Why Developers Are the Bad Guys

A primary reason people loathe developers is because they go into a neighborhood and change the dynamic of the existing community, upsetting existing residents with change.    But what is torn down and redeveloped today becomes part of tomorrow’s cultural fabric that people can’t live without.


Especially in liberal town, liberals in particular I have observed really don’t like change.  Admittedly, when a new building does go up, it changes the character of the street and it breaks habits and maybe interrupts tradition.  Sometimes the local watering hole is gone.  And if you have the wrong developer, the style can be different.  (Many architects drive that issue, however, as they wish to win an award with a building that stands out rather than one that fits in.)  There’s also that short-term change of identity of the neighborhood until a new identity takes hold through new habits being built.

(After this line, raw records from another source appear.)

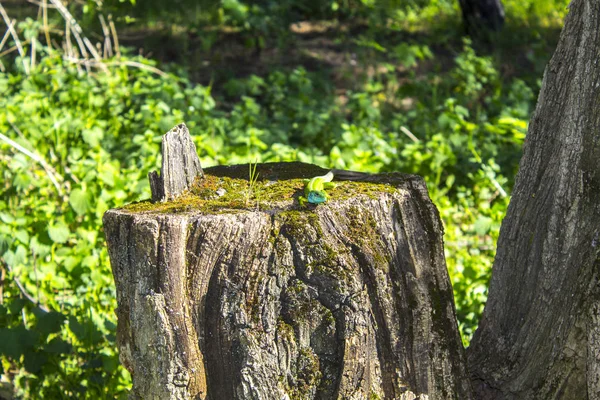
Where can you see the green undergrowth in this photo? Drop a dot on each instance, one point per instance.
(371, 86)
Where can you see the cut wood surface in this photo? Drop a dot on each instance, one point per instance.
(234, 291)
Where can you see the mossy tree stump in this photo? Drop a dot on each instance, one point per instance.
(237, 292)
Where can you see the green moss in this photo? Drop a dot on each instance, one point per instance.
(224, 194)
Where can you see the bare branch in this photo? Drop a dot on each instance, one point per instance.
(49, 170)
(23, 290)
(76, 29)
(113, 30)
(135, 64)
(106, 32)
(15, 37)
(44, 6)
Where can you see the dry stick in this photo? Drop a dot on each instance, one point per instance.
(2, 276)
(23, 291)
(35, 157)
(69, 46)
(94, 63)
(44, 6)
(5, 38)
(15, 37)
(76, 29)
(33, 42)
(113, 30)
(106, 32)
(37, 3)
(5, 52)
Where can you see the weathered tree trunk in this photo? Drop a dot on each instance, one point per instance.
(347, 300)
(481, 16)
(540, 333)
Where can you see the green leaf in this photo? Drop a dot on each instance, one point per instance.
(17, 341)
(50, 323)
(58, 346)
(482, 225)
(58, 233)
(35, 361)
(80, 201)
(93, 136)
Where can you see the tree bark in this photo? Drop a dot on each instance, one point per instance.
(480, 16)
(346, 300)
(539, 337)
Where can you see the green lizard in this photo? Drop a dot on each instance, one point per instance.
(314, 189)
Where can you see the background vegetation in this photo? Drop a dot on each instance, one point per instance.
(369, 85)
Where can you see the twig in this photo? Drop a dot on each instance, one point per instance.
(2, 276)
(409, 134)
(35, 157)
(5, 38)
(134, 64)
(33, 42)
(44, 3)
(106, 32)
(15, 37)
(113, 30)
(44, 6)
(22, 289)
(75, 28)
(5, 52)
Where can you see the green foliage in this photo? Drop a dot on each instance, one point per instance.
(86, 141)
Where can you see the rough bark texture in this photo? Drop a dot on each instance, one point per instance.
(180, 165)
(540, 335)
(481, 16)
(347, 300)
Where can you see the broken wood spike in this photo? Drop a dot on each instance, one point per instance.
(180, 165)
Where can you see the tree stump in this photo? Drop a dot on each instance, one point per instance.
(234, 291)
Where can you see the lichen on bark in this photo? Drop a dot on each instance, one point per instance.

And why don’t developers listen to all these people?  First, because there simply are too many divergent opinions, and second, developers are constantly being told ‘no’.  No this, no that.  You can’t do this, you can’t do that.  It’s No from neighbors, No from the city, No from lenders, No from the DNR, No from the county, no no no.  As a result, developers are trained by the public and government to ignore the word ‘no’.  I used to explain to my staff that when dealing with the city of Madison, ‘no’ means ‘maybe’ and ‘maybe’ means ‘yes’, and you’ll never receive a ‘yes’.


I don’t think people can imagine what it is like to go to a neighborhood meeting and have 50 to 100 people attack you when you believe that you are there to improve the neighborhood.  Many of these meetings can get quite nasty so developers naturally put up an aggressive offense as a safety mechanism.


Developers are also frequently interlopers – and may not be part of the community, and admittedly, when a developer is from the outside, they do tend to be a bull in the china shop.  They tend to ignore the locals because the consequences to non-local developers are little – outside developers can do what they want and not worry about what others think because they will be leaving town afterwards.  Contrast that with local developers who live in the community and care about their reputation and about what their friends and neighbors think.


Ignorance, Egotistical, and One Dimensional –  Yes, developers tend to ignore others because they got where they are by listening to themselves – and not listening to anyone else.  And many of them are egotistical because they have achieved much in their lives.  And there’s the one-dimensional aspect too – developers are solely focused on one thing – getting that project off the ground, which causes them to put all other  priorities in second place.  And for us, you have to be an eternal optimist to be in this business, and you have to be able to get out of bed in the morning and tell yourself that in spite of all the negative nannies and roadblocks, you can do this – you can achieve the impossible.  Negative people didn’t built this country; positive can-do risk-takers did.


There is one thing that admittedly gives developers a bad name is those developers who bring in cookie-cutter buildings – taking plans used in another location and re-using them here.  Architects all tend to trend together, and that’s not fair to the local community.  Each community is unique and deserves a unique plan tailored to its own needs.


In contrast though, in many cases cities force developers into specific narrow designs, limiting creativity.  Some cities, like Madison, even try to force market issues like requiring first floor retail in an area where retail is not leasing or there’s little consumer traffic.


So the bottom line is – let’s face it, people hate developers so we don’t even try to be liked anymore.  And when you grow up like I did, the tenth of eleven children where if you didn’t defend yourself, you didn’t eat, we tend to develop a hard outer shell.  But that’s not to say that we can’t be reasoned with.  The most difficult opponent to overcome is that pleasant, soft spoken, persistent person who wins us over with kindness; who is willing to compromise and isn’t trying to stop the project, but rather is just trying to address a couple of specific concerns.  Who doesn’t want to help her?